Brought to you by Bush Brothers.

With an eye to eating enjoyment as well as nutrition, noncommercial foodservice operators are menuing bean side dishes with special flair. The inspirations range from the cilantro and chipotles of the Mexican table to Mediterranean-style balsamic marinades to pure imagination—like a sandwich spread made from chickpeas and cocoa.

At the Burlington (Vt.) School District, beans appear virtually every day as side dish, helping to satisfy a diverse student population. "Rice and beans seem to cut across so many cultures," says Doug Davis, director of foodservice for the 11-school, 4,000-student district. "We have such a large demographic here—60 different languages are spoken."

One of the popular bean sides is Black Bean Sweet Potato Salad. Canned black beans are tossed with roasted sweet potato cubes and corn in a Southwestern-inspired dressing flavored with cilantro and chipotle peppers. "It's really colorful and it has a good kick," says Davis. "The kids really like it."

Also in favor are roasted garbanzo beans, a garnish on the salad bar. For this, canned garbanzos are rinsed, dried, seasoned and roasted for added flavor and firmer texture. "I wouldn't call them crispy like nuts, but they are firmer than garbanzos ordinarily are," said Davis. "Texture is really, really big for kids, which is why I think they are popular."

At Brigham Young University in Provo, Utah, international bean dishes are popular among the many students who have lived abroad, points out Dean Wright, director of dining services for the 33,000-student university.

"Anyone who has lived for any time outside the United States has discovered the richness and value of beans," says Wright. "I think the perspective of the average student is that they are healthy and provide as much nutrition as more expensive animal proteins."

Bean applications at BYU include hummus, the Middle Eastern garbanzo bean spread, Hoppin' John, a dish of blackeye peas and rice from the American South and Mediterranean Great Northern Bean and Vegetable Salad, marinated with balsamic vinegar and other ingredients typical of the region.

For the latter, Great Northern beans are drained and rinsed and marinated overnight with artichoke hearts, oven-roasted golden tomatoes, cherry tomatoes, red and green bell peppers and grilled zucchini strips.

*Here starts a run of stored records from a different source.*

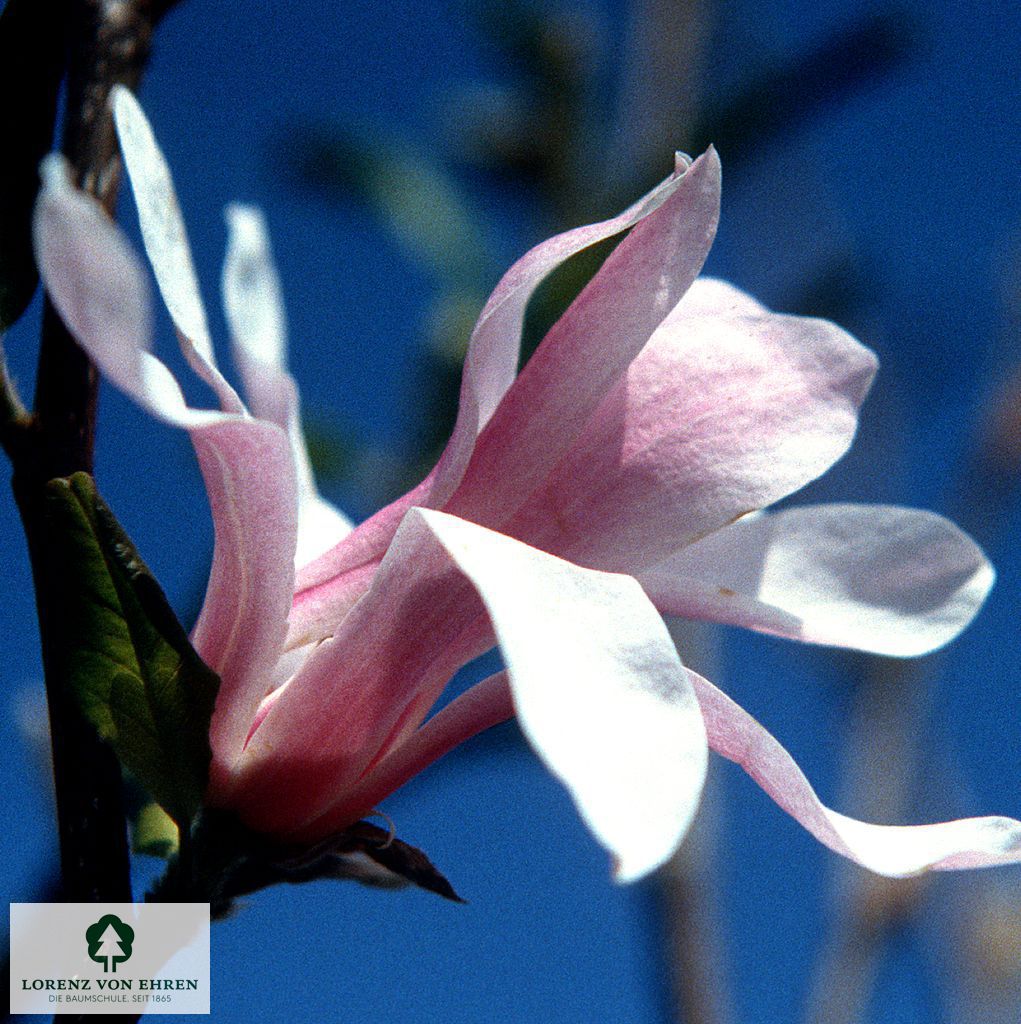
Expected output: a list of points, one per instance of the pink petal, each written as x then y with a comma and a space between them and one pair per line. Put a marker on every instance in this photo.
684, 210
419, 622
589, 349
491, 365
97, 286
599, 690
240, 634
166, 241
597, 684
892, 850
255, 310
485, 705
728, 408
100, 290
888, 580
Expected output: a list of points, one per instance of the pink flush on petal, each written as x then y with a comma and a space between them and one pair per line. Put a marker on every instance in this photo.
620, 476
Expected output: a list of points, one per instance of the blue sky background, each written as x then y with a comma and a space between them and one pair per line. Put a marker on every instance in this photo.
910, 184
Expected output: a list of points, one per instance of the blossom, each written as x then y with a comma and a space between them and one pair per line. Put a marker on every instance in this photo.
619, 477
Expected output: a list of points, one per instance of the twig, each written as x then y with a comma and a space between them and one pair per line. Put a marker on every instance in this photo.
108, 41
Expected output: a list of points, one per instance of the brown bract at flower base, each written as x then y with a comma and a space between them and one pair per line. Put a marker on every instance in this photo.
606, 484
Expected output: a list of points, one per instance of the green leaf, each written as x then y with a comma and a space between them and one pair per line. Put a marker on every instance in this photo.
131, 666
32, 51
154, 833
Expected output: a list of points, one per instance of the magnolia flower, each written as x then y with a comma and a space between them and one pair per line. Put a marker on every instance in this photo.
618, 477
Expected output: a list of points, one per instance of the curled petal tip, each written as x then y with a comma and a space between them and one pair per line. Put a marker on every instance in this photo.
54, 172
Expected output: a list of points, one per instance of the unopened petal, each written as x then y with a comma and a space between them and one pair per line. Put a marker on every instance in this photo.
891, 850
255, 311
888, 580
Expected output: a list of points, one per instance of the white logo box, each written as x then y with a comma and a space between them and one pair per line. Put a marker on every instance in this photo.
110, 958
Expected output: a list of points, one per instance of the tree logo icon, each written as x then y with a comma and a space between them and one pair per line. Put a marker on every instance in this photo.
110, 941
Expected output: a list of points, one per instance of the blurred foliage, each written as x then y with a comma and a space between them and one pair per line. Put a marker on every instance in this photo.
532, 131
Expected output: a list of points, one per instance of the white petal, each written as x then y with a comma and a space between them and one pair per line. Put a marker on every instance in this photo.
888, 580
598, 687
166, 241
100, 290
892, 850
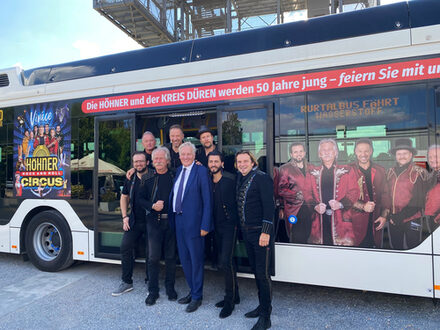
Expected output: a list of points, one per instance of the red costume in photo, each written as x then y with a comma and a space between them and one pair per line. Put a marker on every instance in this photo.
294, 189
346, 191
432, 207
381, 198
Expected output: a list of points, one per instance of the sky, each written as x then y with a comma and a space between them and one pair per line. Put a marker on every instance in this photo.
36, 33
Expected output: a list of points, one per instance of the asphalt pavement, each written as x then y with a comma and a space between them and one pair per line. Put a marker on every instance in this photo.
80, 298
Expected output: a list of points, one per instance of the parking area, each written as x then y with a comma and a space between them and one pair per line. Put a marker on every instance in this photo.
80, 298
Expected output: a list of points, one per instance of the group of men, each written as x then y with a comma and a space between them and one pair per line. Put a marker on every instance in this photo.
350, 205
178, 201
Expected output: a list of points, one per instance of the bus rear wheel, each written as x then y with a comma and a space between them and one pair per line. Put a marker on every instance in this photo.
49, 242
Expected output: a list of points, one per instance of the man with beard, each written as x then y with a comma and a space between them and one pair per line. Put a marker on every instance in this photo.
176, 140
256, 210
155, 200
432, 207
294, 189
149, 144
337, 190
225, 224
134, 225
207, 140
406, 182
370, 211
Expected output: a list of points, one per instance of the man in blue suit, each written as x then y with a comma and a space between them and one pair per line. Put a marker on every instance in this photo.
190, 215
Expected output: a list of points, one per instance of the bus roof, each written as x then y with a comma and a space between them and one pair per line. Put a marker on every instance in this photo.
380, 19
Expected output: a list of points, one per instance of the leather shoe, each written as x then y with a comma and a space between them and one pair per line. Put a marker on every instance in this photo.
172, 294
193, 305
263, 323
253, 314
226, 310
221, 303
151, 299
185, 300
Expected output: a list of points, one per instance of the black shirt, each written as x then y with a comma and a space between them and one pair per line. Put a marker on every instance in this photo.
201, 155
132, 189
218, 205
156, 188
149, 160
175, 160
255, 200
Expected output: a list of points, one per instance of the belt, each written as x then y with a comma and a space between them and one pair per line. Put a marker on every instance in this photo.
250, 227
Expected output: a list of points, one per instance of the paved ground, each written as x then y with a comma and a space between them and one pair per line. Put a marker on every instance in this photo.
80, 298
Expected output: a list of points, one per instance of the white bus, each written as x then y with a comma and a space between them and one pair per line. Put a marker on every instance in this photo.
67, 132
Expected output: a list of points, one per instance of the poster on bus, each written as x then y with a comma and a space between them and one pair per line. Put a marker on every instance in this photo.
42, 151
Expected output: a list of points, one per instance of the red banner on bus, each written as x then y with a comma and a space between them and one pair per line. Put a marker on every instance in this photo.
332, 79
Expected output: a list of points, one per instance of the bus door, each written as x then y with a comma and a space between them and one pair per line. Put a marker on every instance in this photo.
246, 127
113, 141
436, 234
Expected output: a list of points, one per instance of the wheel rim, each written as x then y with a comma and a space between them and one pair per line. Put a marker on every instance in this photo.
47, 241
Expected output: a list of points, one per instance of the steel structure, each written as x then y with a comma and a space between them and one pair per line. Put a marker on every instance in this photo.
155, 22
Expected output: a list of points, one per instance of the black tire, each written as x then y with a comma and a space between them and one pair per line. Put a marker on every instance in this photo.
49, 242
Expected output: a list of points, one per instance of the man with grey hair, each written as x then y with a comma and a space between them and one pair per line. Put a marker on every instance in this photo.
372, 208
293, 187
336, 191
155, 198
190, 214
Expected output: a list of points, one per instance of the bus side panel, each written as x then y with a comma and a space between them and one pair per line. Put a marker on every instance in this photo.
80, 249
436, 242
62, 206
4, 239
437, 276
382, 271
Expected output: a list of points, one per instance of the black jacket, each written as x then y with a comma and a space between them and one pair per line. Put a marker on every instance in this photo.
255, 201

The marinade is a mixture of olive oil, balsamic vinegar, garlic, lemon zest, salt and pepper. Before service, grated parmesan and fresh basil are added.

"With the fresh herbs and vegetables and the marinade, it's a lot jazzier than the traditional three-bean salad," says BYU Dining Services executive chef John McDonald.

At La Rabida Children's Hospital in Chicago, bean-based sides play an important role in a healthful diet initiative in a cafeteria which serves 80 to 100 meals to hospital staff and visitors daily. Options range from house-made baked beans for barbecue dishes to white bean and black bean chili to some truly creative bean-based items.

For an example of the latter, take Black Bean Brownies. "Essentially, the beans replace the flour in the brownies and keep in the moisture," says John Athamanah, RD, manager of foodservices at the 30-bed specialty hospital. "So you have changed something that might be considered a quote-unquote bad food into something with pretty high fiber content."

Another bean invention that is unusual as well as healthful is Chocolate Chick Pea Spread, made with chick peas, peanut butter, oil and cocoa powder. It is in development but not launched yet. "Internally, our staff really likes it," Athamanah says. "We're deciding whether to serve it in sandwiches or have it on the side for people to take."